Een van de eigenschappen waar wetenschappers en hondenliefhebbers in het algemeen het meest in geïnteresseerd zijn om tot de wortel te komen, is agressie. Het is logisch dat dit onderwerp zoveel belangstelling wekt:het elimineren van het agressie-gen of het lokaliseren van de ervaring die tot agressief gedrag leidt, kan helpen bij het voorkomen van hondenbeten en het afmaken van honden die worstelen met agressie.
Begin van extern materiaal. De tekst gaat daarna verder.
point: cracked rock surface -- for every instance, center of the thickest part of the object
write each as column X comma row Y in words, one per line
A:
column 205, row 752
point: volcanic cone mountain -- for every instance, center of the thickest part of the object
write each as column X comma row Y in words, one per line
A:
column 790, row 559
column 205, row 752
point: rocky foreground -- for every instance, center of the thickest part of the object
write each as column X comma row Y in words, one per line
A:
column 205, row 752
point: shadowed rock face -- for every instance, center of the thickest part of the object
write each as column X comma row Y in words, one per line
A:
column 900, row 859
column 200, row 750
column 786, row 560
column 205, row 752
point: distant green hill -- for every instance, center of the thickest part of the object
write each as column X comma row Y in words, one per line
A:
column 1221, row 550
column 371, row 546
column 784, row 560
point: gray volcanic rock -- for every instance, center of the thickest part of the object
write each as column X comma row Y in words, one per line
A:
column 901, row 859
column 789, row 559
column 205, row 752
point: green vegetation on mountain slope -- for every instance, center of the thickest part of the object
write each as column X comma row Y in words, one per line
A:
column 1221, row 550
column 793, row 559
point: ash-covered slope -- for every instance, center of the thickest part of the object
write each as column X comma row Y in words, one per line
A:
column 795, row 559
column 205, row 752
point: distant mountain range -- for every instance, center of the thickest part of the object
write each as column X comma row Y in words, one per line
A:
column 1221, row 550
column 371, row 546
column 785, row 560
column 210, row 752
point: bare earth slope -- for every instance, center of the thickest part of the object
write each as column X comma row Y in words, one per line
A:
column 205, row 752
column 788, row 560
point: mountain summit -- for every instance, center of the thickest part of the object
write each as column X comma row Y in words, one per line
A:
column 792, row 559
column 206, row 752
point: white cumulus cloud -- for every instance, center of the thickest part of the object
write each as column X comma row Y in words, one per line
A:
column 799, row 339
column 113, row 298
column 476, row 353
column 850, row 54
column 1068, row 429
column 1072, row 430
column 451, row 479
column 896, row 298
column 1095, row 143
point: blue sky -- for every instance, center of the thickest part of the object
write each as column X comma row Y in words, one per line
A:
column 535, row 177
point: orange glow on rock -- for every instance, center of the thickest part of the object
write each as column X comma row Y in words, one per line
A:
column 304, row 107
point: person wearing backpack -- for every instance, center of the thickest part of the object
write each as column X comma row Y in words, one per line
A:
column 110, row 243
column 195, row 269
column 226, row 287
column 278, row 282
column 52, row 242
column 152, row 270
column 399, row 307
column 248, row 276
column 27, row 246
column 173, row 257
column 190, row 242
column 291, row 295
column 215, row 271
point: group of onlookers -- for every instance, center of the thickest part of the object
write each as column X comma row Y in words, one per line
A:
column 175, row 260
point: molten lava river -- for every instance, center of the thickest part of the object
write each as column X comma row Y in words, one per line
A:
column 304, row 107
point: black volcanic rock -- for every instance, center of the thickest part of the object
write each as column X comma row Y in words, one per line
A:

In een studie gepubliceerd in Frontiers in Psychology , toonden onderzoekers van de Universiteit van Arizona een verband aan tussen twee verschillende hormonen - oxytocine en vasopressine - en agressie bij honden. Volgens de berichtgeving van National Geographic over het onderzoek hebben hulphonden, die zijn gefokt om een 'vreedzaam temperament' te hebben, veel hogere niveaus van oxytocine in hun bloed dan de meeste honden en het bloed van agressieve honden heeft hogere niveaus van vasopressine.
Dat wil niet zeggen dat agressie volledig genetisch is - opvoeding speelt zeker een rol bij het uitlokken van het gedrag. Maar dit onderzoek suggereert dat sommige honden van nature meer geneigd zijn om agressief te reageren en mogelijk gemakkelijker agressief worden dan andere honden, op basis van hun hormoonspiegels.
"Voordat we kunnen werken om agressie te veranderen, moeten we de basisbiologie ervan begrijpen. Niemand had eerder naar deze andere hormonen gekeken", legt Evan MacLean, een psycholoog en antropoloog die aan het onderzoek heeft meegewerkt, uit.